A newly discovered dinosaur hailing from what is now Uzbekistan may hold the secrets of the evolution of Tyrannosaurs rex.
The dinosaur, called Timurlengia euotica, was about the size of a horse and likely weighed 375-600 pounds, the authors reported in a study published in the Proceedings of the National Academy of Sciences. Paleontologists weren’t sure how T. rex got so large due to a gap in the fossil record. But Timurlengia, estimated to have lived about 90 million years ago, represents a middle ground—a link—between the massive, many-ton T. rex and its deer-sized ancestors from the mid-Cretaceous period, Gizmodo reported.
The researchers think that the dinosaur likely had a highly developed brain and an extremely keen sense of hearing—traits it shared in common with T. rex.
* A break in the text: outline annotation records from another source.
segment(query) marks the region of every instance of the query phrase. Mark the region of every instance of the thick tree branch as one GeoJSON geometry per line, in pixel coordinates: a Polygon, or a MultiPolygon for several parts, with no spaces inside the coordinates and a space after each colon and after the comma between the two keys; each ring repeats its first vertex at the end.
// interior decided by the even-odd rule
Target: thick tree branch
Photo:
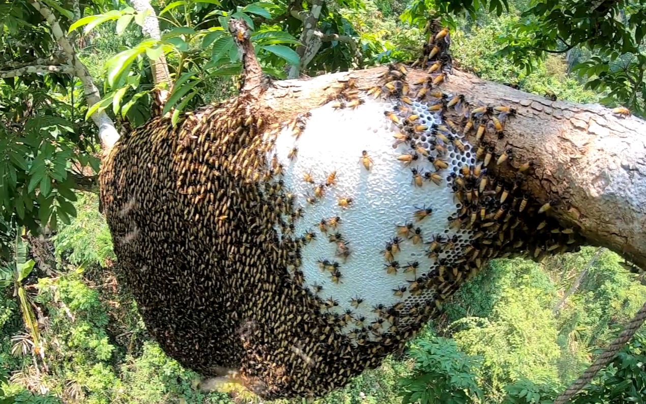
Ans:
{"type": "MultiPolygon", "coordinates": [[[[321,33],[317,30],[318,18],[320,17],[321,10],[323,8],[323,0],[312,0],[311,8],[309,12],[300,12],[303,17],[303,32],[300,34],[300,43],[303,46],[298,47],[297,52],[300,56],[300,63],[292,66],[289,69],[289,78],[296,78],[300,72],[304,70],[307,65],[318,52],[321,46],[321,33]]],[[[292,10],[294,11],[294,10],[292,10]]],[[[292,14],[293,15],[293,14],[292,14]]],[[[298,18],[298,17],[297,17],[298,18]]],[[[299,18],[299,19],[300,19],[299,18]]]]}
{"type": "MultiPolygon", "coordinates": [[[[275,82],[262,103],[276,119],[289,122],[337,97],[339,80],[356,78],[360,88],[368,89],[380,82],[386,69],[275,82]]],[[[413,83],[425,76],[422,71],[410,72],[411,88],[417,89],[413,83]]],[[[497,175],[513,182],[517,162],[532,161],[537,168],[528,176],[527,192],[541,203],[558,199],[550,215],[576,229],[590,244],[646,268],[646,122],[617,116],[598,105],[552,101],[457,70],[441,89],[464,94],[472,105],[517,109],[506,123],[504,138],[485,135],[495,153],[512,149],[514,160],[497,175]]],[[[462,118],[448,116],[455,122],[462,118]]],[[[468,140],[477,145],[471,138],[474,132],[468,140]]]]}
{"type": "MultiPolygon", "coordinates": [[[[157,20],[157,14],[152,6],[151,5],[150,1],[148,0],[132,0],[132,6],[139,12],[148,13],[143,19],[142,30],[143,34],[153,39],[160,40],[162,32],[160,30],[159,21],[157,20]]],[[[172,88],[172,81],[171,80],[171,74],[169,72],[166,56],[162,53],[157,60],[151,59],[151,63],[152,64],[152,80],[155,85],[159,89],[159,101],[160,104],[163,105],[168,100],[172,88]]]]}
{"type": "MultiPolygon", "coordinates": [[[[83,64],[76,56],[76,51],[67,36],[61,28],[58,20],[48,7],[44,6],[39,0],[29,0],[29,3],[41,14],[49,23],[56,41],[67,54],[70,63],[74,68],[74,74],[81,80],[85,90],[85,98],[88,104],[93,105],[101,100],[101,94],[94,85],[94,82],[83,64]]],[[[99,128],[99,138],[101,146],[105,151],[109,150],[119,140],[119,133],[114,127],[114,123],[103,111],[95,112],[92,116],[92,120],[99,128]]]]}
{"type": "Polygon", "coordinates": [[[72,66],[36,65],[34,66],[25,66],[10,70],[0,71],[0,78],[5,79],[10,77],[18,77],[19,76],[30,74],[32,73],[65,73],[73,74],[74,69],[72,66]]]}

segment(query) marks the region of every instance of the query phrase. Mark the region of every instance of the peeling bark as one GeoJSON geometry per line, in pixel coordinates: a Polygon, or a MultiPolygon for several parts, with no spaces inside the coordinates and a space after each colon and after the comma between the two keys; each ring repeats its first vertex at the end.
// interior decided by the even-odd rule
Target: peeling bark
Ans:
{"type": "MultiPolygon", "coordinates": [[[[148,15],[143,19],[143,34],[153,39],[161,40],[162,33],[160,30],[159,21],[157,21],[157,14],[148,0],[132,0],[132,6],[139,12],[147,10],[148,15]]],[[[166,63],[166,56],[163,54],[157,60],[151,60],[152,66],[152,80],[159,87],[158,98],[160,104],[163,105],[171,91],[172,90],[172,80],[168,70],[168,63],[166,63]]]]}
{"type": "Polygon", "coordinates": [[[67,74],[73,74],[74,69],[71,66],[56,66],[56,65],[35,65],[33,66],[25,66],[19,69],[14,69],[10,70],[0,71],[0,78],[9,78],[11,77],[18,77],[25,74],[32,73],[64,73],[67,74]]]}
{"type": "MultiPolygon", "coordinates": [[[[52,10],[41,4],[38,0],[29,0],[29,3],[49,23],[54,38],[62,48],[63,51],[67,55],[70,64],[74,69],[74,74],[79,78],[83,83],[88,104],[91,105],[100,101],[101,93],[99,92],[99,89],[94,85],[92,76],[90,76],[85,65],[77,57],[74,46],[63,32],[63,28],[61,28],[58,20],[52,10]]],[[[103,111],[97,112],[92,114],[92,120],[99,128],[99,138],[101,140],[103,150],[106,152],[109,151],[119,140],[119,132],[114,127],[114,122],[103,111]]]]}
{"type": "MultiPolygon", "coordinates": [[[[339,81],[353,78],[360,88],[368,89],[386,69],[275,82],[259,103],[287,122],[335,98],[339,81]]],[[[411,71],[412,88],[425,75],[411,71]]],[[[464,94],[472,105],[515,108],[503,138],[488,131],[484,136],[497,153],[513,150],[514,158],[497,175],[513,181],[519,162],[534,162],[526,191],[541,203],[558,200],[550,215],[577,229],[590,244],[646,268],[646,122],[617,116],[598,105],[551,101],[457,70],[440,89],[464,94]]],[[[472,131],[468,140],[477,144],[474,137],[472,131]]]]}

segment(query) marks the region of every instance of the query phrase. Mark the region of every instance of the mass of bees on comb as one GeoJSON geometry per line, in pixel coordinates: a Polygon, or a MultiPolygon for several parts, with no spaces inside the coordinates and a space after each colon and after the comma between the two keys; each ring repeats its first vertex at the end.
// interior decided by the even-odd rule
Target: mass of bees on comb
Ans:
{"type": "Polygon", "coordinates": [[[559,202],[524,188],[534,165],[496,149],[514,108],[443,92],[450,34],[428,28],[419,60],[368,88],[346,78],[289,122],[243,94],[112,149],[101,200],[119,266],[172,357],[239,370],[264,397],[320,396],[403,349],[488,260],[579,248],[550,216],[559,202]]]}

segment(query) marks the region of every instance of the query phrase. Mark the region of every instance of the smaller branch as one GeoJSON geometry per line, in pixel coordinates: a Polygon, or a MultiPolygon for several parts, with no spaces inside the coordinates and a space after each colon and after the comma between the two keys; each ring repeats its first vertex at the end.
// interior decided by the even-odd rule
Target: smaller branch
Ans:
{"type": "Polygon", "coordinates": [[[71,66],[45,66],[41,65],[25,66],[24,67],[14,69],[14,70],[0,71],[0,78],[6,79],[11,77],[31,74],[32,73],[64,73],[66,74],[74,74],[74,69],[71,66]]]}
{"type": "MultiPolygon", "coordinates": [[[[162,32],[160,30],[160,23],[157,19],[157,14],[151,5],[149,0],[132,0],[134,9],[139,12],[147,12],[148,15],[143,19],[142,30],[143,34],[153,39],[162,39],[162,32]]],[[[168,70],[168,63],[163,53],[157,60],[151,60],[152,66],[152,80],[158,88],[158,101],[160,105],[163,106],[168,100],[170,92],[172,90],[172,80],[171,80],[171,73],[168,70]],[[164,88],[165,87],[165,88],[164,88]]]]}
{"type": "Polygon", "coordinates": [[[355,42],[354,39],[346,35],[338,35],[337,34],[324,34],[321,36],[321,41],[323,42],[331,42],[332,41],[343,42],[349,45],[353,52],[357,52],[357,43],[355,42]]]}

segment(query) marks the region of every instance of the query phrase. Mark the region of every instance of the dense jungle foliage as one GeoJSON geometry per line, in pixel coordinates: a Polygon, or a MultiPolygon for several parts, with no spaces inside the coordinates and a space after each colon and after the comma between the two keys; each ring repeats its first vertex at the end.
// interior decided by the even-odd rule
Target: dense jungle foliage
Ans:
{"type": "MultiPolygon", "coordinates": [[[[67,3],[45,3],[67,15],[67,3]]],[[[356,48],[325,42],[304,72],[410,60],[423,40],[421,16],[435,9],[454,28],[452,49],[460,69],[549,98],[625,105],[643,114],[643,6],[599,2],[625,8],[612,21],[632,36],[608,41],[579,31],[593,23],[597,34],[621,30],[587,19],[576,2],[562,3],[548,9],[526,0],[328,2],[322,30],[352,38],[356,48]],[[562,11],[567,6],[571,15],[562,11]],[[578,19],[576,24],[564,28],[573,23],[568,19],[578,19]]],[[[43,49],[53,47],[20,4],[0,3],[0,61],[16,65],[23,57],[41,56],[26,51],[25,37],[43,40],[43,49]]],[[[83,39],[79,57],[105,90],[100,103],[88,105],[83,87],[69,75],[2,76],[0,403],[260,402],[237,385],[201,379],[150,337],[114,271],[110,233],[91,181],[81,186],[79,178],[91,179],[99,169],[89,112],[105,109],[125,130],[149,116],[152,84],[144,55],[167,53],[172,74],[185,85],[176,86],[181,89],[169,101],[181,112],[234,91],[240,64],[230,37],[222,34],[222,18],[237,14],[256,23],[259,58],[276,78],[286,77],[298,60],[298,25],[279,1],[154,4],[163,17],[163,44],[146,42],[133,23],[138,17],[118,2],[89,2],[85,25],[67,23],[65,29],[83,39]],[[120,11],[110,15],[110,9],[120,11]],[[101,21],[89,17],[94,14],[103,16],[101,21]],[[11,142],[17,138],[20,145],[11,142]],[[81,187],[90,191],[76,191],[81,187]]],[[[620,261],[596,248],[540,264],[494,261],[462,288],[404,355],[315,402],[550,402],[646,301],[643,276],[620,261]]],[[[646,402],[645,363],[642,329],[575,403],[646,402]]]]}

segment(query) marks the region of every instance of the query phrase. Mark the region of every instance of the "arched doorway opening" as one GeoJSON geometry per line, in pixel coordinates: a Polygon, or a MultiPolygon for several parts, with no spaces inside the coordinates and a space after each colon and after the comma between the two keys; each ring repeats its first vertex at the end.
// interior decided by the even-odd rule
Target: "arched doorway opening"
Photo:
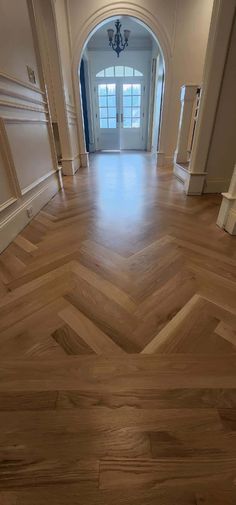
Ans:
{"type": "MultiPolygon", "coordinates": [[[[115,11],[115,9],[114,9],[115,11]]],[[[87,50],[88,45],[90,45],[91,48],[91,42],[94,42],[94,38],[96,38],[96,33],[99,32],[99,30],[105,30],[107,28],[108,24],[112,24],[115,22],[117,18],[122,18],[122,24],[123,28],[126,28],[126,19],[131,19],[133,23],[135,23],[137,26],[139,26],[140,31],[146,31],[148,34],[149,38],[152,39],[153,41],[153,46],[157,48],[156,55],[154,56],[151,54],[151,56],[154,56],[153,58],[150,57],[150,67],[148,71],[148,77],[149,77],[149,82],[146,88],[146,96],[148,96],[149,102],[145,104],[145,101],[143,102],[143,106],[145,108],[145,113],[146,113],[146,124],[144,126],[144,130],[146,131],[146,136],[144,135],[143,137],[143,144],[142,148],[147,149],[149,151],[153,152],[158,152],[158,162],[161,165],[162,161],[162,156],[164,158],[164,153],[165,153],[165,138],[166,138],[166,120],[167,120],[167,114],[168,114],[168,96],[169,96],[169,83],[170,83],[170,48],[169,44],[167,41],[167,38],[165,36],[165,33],[162,30],[162,27],[158,25],[158,22],[156,20],[151,20],[149,16],[147,16],[147,11],[145,10],[145,13],[142,12],[143,9],[141,8],[132,8],[132,9],[126,9],[128,13],[123,13],[123,12],[117,12],[114,14],[112,17],[108,17],[105,15],[105,13],[98,13],[96,16],[94,16],[95,19],[90,19],[88,20],[88,23],[86,23],[84,30],[80,33],[77,44],[75,46],[75,52],[74,52],[74,61],[73,61],[73,72],[74,72],[74,85],[75,85],[75,95],[76,95],[76,101],[77,101],[77,112],[78,112],[78,120],[79,120],[79,137],[80,137],[80,146],[81,146],[81,153],[82,156],[84,153],[86,153],[86,143],[85,141],[87,140],[87,147],[89,146],[88,138],[85,139],[85,131],[89,129],[90,127],[90,132],[92,132],[92,135],[90,133],[90,144],[94,143],[94,146],[91,149],[91,145],[89,147],[89,150],[96,150],[99,149],[99,141],[96,142],[94,141],[94,125],[92,125],[91,121],[91,116],[92,114],[90,113],[90,119],[87,116],[85,117],[85,111],[83,111],[83,102],[82,102],[82,97],[81,97],[81,86],[80,86],[80,78],[81,78],[81,70],[82,73],[86,72],[85,66],[85,53],[87,50]],[[137,10],[139,10],[139,15],[137,15],[137,10]],[[128,15],[129,14],[129,15],[128,15]],[[131,14],[131,15],[130,15],[131,14]],[[135,14],[135,15],[134,15],[135,14]],[[103,19],[101,20],[101,18],[103,19]],[[100,21],[96,23],[96,20],[100,21]],[[155,30],[155,31],[154,31],[155,30]],[[86,34],[86,36],[85,36],[86,34]],[[158,53],[158,54],[157,54],[158,53]],[[158,58],[157,58],[158,56],[158,58]],[[82,66],[81,66],[82,62],[82,66]],[[158,67],[158,68],[157,68],[158,67]],[[159,72],[159,73],[158,73],[159,72]],[[152,81],[152,82],[151,82],[152,81]],[[158,102],[159,100],[159,102],[158,102]],[[85,119],[85,121],[84,121],[85,119]],[[90,122],[90,125],[89,125],[90,122]],[[86,125],[85,125],[86,123],[86,125]],[[92,137],[92,142],[91,142],[91,137],[92,137]]],[[[130,39],[131,40],[131,39],[130,39]]],[[[103,40],[104,46],[108,46],[108,40],[104,39],[103,40]]],[[[110,48],[109,48],[110,49],[110,48]]],[[[134,50],[134,48],[132,48],[134,50]]],[[[142,48],[143,49],[143,48],[142,48]]],[[[150,48],[149,48],[150,49],[150,48]]],[[[112,50],[110,49],[107,51],[106,54],[112,54],[112,50]]],[[[139,48],[139,51],[140,48],[139,48]]],[[[152,47],[152,52],[153,52],[153,47],[152,47]]],[[[98,51],[97,51],[98,53],[98,51]]],[[[125,54],[125,51],[124,51],[125,54]]],[[[128,51],[127,53],[128,54],[128,51]]],[[[123,54],[122,54],[123,56],[123,54]]],[[[113,58],[116,58],[116,55],[114,54],[113,58]]],[[[139,68],[137,68],[137,64],[133,64],[131,66],[130,64],[128,65],[127,62],[123,65],[121,65],[121,58],[119,58],[119,65],[117,65],[118,62],[115,62],[113,65],[109,64],[106,65],[105,63],[106,58],[103,58],[104,64],[103,68],[100,66],[100,69],[97,70],[95,77],[96,79],[99,79],[99,73],[100,73],[100,79],[101,79],[101,84],[106,84],[102,83],[102,78],[106,76],[106,72],[109,72],[108,69],[111,71],[111,67],[114,67],[114,76],[116,73],[116,66],[122,66],[123,67],[123,72],[127,72],[127,69],[125,70],[125,67],[132,68],[133,76],[129,77],[134,77],[135,76],[135,71],[140,71],[139,68]],[[103,76],[103,71],[104,71],[104,76],[103,76]]],[[[118,60],[118,58],[117,58],[118,60]]],[[[129,70],[128,70],[129,71],[129,70]]],[[[128,77],[127,75],[125,77],[128,77]]],[[[137,75],[135,76],[137,77],[137,75]]],[[[142,76],[139,76],[142,77],[142,76]]],[[[146,75],[147,77],[147,75],[146,75]]],[[[83,75],[84,79],[84,75],[83,75]]],[[[125,84],[125,83],[123,83],[125,84]]],[[[128,84],[132,84],[129,82],[128,84]]],[[[135,84],[135,83],[134,83],[135,84]]],[[[91,87],[91,83],[90,83],[91,87]]],[[[131,88],[130,88],[131,89],[131,88]]],[[[138,88],[136,88],[137,90],[138,88]]],[[[96,90],[97,92],[97,90],[96,90]]],[[[98,95],[98,93],[97,93],[98,95]]],[[[98,98],[98,97],[97,97],[98,98]]],[[[136,98],[138,102],[138,98],[136,98]]],[[[94,101],[90,97],[90,101],[92,103],[91,108],[94,108],[94,101]]],[[[128,103],[128,100],[127,100],[128,103]]],[[[113,110],[113,114],[114,114],[113,110]]],[[[118,111],[117,111],[118,112],[118,111]]],[[[123,113],[123,118],[124,118],[124,110],[120,110],[120,119],[121,119],[121,114],[123,113]]],[[[138,111],[129,111],[132,114],[138,114],[138,111]]],[[[142,111],[139,111],[142,114],[142,111]]],[[[111,113],[111,111],[110,111],[111,113]]],[[[126,110],[126,114],[128,111],[126,110]]],[[[107,111],[107,117],[106,118],[100,118],[99,117],[99,108],[97,108],[97,111],[95,113],[98,116],[98,119],[109,119],[108,115],[109,112],[107,111]]],[[[141,116],[140,116],[141,117],[141,116]]],[[[112,117],[110,118],[112,119],[112,117]]],[[[114,119],[114,116],[113,116],[114,119]]],[[[132,118],[129,117],[129,121],[126,121],[126,124],[130,124],[130,120],[132,118]]],[[[113,121],[114,122],[114,121],[113,121]]],[[[105,122],[103,122],[104,124],[105,122]]],[[[110,124],[112,121],[110,121],[110,124]]],[[[137,123],[136,123],[137,124],[137,123]]],[[[123,133],[123,138],[127,140],[127,136],[124,135],[123,133]]],[[[126,133],[126,132],[125,132],[126,133]]],[[[131,132],[129,132],[131,133],[131,132]]],[[[129,136],[130,137],[130,136],[129,136]]],[[[96,138],[99,138],[97,136],[96,138]]],[[[136,145],[137,145],[137,139],[136,139],[136,145]]],[[[115,146],[114,146],[115,147],[115,146]]],[[[134,144],[135,148],[135,144],[134,144]]],[[[132,149],[132,145],[131,145],[132,149]]]]}
{"type": "Polygon", "coordinates": [[[80,65],[86,148],[94,151],[158,150],[164,62],[159,45],[146,27],[122,16],[131,33],[117,57],[107,40],[113,20],[87,41],[80,65]]]}

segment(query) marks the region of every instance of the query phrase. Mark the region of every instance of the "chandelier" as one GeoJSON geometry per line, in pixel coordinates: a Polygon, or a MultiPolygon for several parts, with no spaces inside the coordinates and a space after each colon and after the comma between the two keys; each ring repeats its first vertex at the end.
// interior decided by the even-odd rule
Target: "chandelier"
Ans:
{"type": "Polygon", "coordinates": [[[116,52],[117,57],[119,58],[121,51],[128,46],[128,40],[130,36],[130,30],[124,30],[124,35],[121,33],[121,26],[119,19],[115,22],[116,33],[114,35],[114,31],[112,28],[107,30],[107,35],[109,39],[109,46],[116,52]]]}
This is interesting to researchers because they aren’t sure what the evolutionary pressure was that allowed the king of the dinosaurs to grow so large. In their paper, the researchers suggest that Timurlengia supports a “head first” model, where T. rex and its related cousins and ancestors evolved highly specialized brains and senses—and a large brain case to support them—before growing large in body size. Then, when the environmental conditions were right, they were able to become bigger in body size thanks to their refined sensory abilities.
“The ancestors of T. rex would have looked a whole lot like Timurlengia, a horse-sized hunter with a big brain and keen hearing that would put us to shame,” lead author Steve Brusatte said in a press release. “Only after these ancestral tyrannosaurs evolved their clever brains and sharp senses did they grow into the colossal sizes of T. rex. Tyrannosaurs had to get smart before they got big.”
But that’s just a hypothesis, supported by a single species, and more studies are needed to confirm it.